Know that a conductor moving across a magnetic field or a changing magnetic field linking with a conductor can induce an e.m.f. in the conductor

4.5.1 Electromagnetic Induction

What is Electromagnetic Induction?

When a conductor (like a wire) moves through a magnetic field, or when the magnetic field around a conductor changes, an electric current is produced. This is called electromagnetic induction.

Why Does It Happen?

Think of a magnet as a “magnetic wind.” When a conductor cuts through this wind, it feels a force that pushes the electrons in the wire, creating a flow of charge – an e.m.f. The faster the conductor moves or the faster the field changes, the stronger the e.m.f.

Key Formula

The induced e.m.f. is given by Faraday’s law:

\$\mathcal{E} = -N \frac{d\Phi}{dt}\$

Where:

• \$\mathcal{E}\$ – induced e.m.f. (volts)
• \$N\$ – number of turns in the coil
• \$\Phi\$ – magnetic flux (Wb)
• \$\frac{d\Phi}{dt}\$ – rate of change of flux (Wb s⁻¹)

Magnetic Flux

Magnetic flux is the amount of magnetic field passing through a given area:

\$\Phi = B \, A \, \cos\theta\$

Where:

• \$B\$ – magnetic field strength (T)
• \$A\$ – area of the loop (m²)
• \$\theta\$ – angle between the field and the normal to the area

Analogy: The “Magnetic Roller Coaster”

Imagine a roller coaster (the conductor) moving through a tunnel filled with invisible magnetic “winds.” As the coaster speeds up or slows down, the wind pushes against the cars, causing them to move.
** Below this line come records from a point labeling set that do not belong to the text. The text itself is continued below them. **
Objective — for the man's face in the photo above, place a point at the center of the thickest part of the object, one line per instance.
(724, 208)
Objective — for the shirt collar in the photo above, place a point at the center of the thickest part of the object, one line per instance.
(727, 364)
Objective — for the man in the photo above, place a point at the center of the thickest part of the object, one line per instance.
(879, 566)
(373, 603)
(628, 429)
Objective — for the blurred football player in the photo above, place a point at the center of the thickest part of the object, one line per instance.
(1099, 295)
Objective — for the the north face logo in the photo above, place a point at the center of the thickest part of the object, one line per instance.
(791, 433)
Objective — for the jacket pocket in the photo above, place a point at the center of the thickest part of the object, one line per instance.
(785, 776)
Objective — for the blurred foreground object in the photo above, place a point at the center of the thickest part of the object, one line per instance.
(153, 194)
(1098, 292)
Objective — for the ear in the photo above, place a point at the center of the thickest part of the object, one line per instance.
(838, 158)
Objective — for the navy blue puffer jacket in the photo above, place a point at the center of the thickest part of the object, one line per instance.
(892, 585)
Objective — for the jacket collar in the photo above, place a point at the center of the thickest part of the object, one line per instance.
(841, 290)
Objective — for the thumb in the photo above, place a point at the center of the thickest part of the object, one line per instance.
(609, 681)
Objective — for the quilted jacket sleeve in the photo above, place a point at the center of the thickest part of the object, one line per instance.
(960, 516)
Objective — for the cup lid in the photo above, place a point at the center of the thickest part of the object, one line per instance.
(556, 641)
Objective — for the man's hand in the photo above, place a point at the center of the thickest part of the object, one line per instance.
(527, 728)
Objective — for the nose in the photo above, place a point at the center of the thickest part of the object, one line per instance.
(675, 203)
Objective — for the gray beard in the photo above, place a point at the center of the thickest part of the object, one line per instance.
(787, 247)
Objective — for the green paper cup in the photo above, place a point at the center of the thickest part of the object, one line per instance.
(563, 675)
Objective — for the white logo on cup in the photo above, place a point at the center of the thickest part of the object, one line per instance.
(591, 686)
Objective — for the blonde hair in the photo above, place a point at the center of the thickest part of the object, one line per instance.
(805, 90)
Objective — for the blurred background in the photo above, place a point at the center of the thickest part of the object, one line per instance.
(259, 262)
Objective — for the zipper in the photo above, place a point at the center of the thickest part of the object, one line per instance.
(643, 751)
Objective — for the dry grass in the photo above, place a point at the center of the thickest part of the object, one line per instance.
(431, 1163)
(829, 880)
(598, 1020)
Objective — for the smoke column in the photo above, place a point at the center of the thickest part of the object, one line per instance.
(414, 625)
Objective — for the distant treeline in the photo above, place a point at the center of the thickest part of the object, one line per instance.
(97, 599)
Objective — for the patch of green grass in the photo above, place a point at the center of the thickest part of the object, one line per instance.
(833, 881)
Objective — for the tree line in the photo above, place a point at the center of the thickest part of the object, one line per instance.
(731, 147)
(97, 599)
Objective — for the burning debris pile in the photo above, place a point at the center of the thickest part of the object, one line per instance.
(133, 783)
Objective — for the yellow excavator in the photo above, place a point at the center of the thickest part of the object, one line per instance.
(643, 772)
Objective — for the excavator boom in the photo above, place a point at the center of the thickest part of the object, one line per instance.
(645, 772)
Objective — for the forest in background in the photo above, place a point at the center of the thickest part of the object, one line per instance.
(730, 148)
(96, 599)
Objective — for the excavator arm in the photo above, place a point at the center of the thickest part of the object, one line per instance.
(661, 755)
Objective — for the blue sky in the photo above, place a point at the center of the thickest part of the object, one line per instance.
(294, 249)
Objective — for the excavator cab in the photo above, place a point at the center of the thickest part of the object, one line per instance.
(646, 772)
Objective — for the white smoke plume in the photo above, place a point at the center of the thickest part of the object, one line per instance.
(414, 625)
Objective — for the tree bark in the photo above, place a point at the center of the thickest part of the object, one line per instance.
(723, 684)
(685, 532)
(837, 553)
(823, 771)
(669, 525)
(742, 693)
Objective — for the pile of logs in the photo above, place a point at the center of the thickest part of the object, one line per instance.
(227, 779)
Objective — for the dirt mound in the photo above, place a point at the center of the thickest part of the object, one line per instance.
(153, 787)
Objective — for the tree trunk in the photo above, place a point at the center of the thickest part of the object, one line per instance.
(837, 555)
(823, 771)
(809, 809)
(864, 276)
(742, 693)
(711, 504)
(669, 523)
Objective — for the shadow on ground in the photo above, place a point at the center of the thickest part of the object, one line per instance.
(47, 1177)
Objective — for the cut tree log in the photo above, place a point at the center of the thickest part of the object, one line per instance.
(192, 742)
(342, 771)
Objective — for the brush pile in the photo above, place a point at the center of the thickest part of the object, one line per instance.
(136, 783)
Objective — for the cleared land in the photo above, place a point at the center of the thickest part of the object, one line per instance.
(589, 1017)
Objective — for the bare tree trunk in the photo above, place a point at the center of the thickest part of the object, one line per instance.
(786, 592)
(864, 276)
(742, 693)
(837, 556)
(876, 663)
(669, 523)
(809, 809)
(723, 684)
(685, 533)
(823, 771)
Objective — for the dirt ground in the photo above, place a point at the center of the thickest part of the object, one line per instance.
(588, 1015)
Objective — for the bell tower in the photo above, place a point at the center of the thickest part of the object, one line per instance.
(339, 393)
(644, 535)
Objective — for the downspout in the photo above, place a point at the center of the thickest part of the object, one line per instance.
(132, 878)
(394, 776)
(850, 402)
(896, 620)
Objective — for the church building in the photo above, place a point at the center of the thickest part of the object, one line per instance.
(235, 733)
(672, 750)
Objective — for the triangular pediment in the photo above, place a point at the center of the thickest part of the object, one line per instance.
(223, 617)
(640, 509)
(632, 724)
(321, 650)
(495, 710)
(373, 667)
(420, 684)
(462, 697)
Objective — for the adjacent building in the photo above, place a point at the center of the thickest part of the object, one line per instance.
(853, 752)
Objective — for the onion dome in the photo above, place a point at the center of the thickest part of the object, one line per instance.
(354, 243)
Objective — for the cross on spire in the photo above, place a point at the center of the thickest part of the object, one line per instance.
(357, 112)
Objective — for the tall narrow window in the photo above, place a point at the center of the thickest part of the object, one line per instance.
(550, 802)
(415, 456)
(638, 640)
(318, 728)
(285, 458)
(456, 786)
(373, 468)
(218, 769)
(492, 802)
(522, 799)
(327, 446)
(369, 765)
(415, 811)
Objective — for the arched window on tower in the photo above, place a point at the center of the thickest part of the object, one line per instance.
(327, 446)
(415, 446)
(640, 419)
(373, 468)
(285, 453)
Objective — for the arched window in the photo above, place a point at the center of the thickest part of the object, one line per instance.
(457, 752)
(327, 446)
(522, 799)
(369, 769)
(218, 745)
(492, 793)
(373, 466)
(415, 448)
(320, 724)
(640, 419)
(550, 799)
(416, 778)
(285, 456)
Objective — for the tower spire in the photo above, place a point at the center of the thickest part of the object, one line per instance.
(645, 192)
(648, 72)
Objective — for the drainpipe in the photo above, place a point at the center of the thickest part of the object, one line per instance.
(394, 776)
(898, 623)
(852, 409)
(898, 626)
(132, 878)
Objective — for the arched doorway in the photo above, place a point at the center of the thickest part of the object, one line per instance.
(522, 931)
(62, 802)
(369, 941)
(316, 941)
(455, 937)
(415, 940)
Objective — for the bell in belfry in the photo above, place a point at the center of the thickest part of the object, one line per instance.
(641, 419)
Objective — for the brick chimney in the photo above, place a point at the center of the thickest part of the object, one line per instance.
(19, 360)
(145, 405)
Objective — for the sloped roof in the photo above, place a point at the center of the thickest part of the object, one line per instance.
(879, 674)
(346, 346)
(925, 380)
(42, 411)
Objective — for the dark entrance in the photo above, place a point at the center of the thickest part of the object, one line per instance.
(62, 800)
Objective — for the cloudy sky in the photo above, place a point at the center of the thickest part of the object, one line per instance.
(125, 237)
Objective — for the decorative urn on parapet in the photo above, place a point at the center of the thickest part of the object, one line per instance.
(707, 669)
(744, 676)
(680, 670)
The faster the change, the stronger the push – just like a faster change in magnetic flux creates a stronger e.m.f.

Common Situations

1. Moving a straight wire through a uniform magnetic field.
2. Rotating a coil in a steady magnetic field (electric generators).
3. Changing the strength of a magnetic field around a fixed coil (induction coils).

Sign Conventions (Lenz’s Law)

The negative sign in Faraday’s law tells us that the induced e.m.f. always opposes the change that produced it. This is known as Lenz’s law.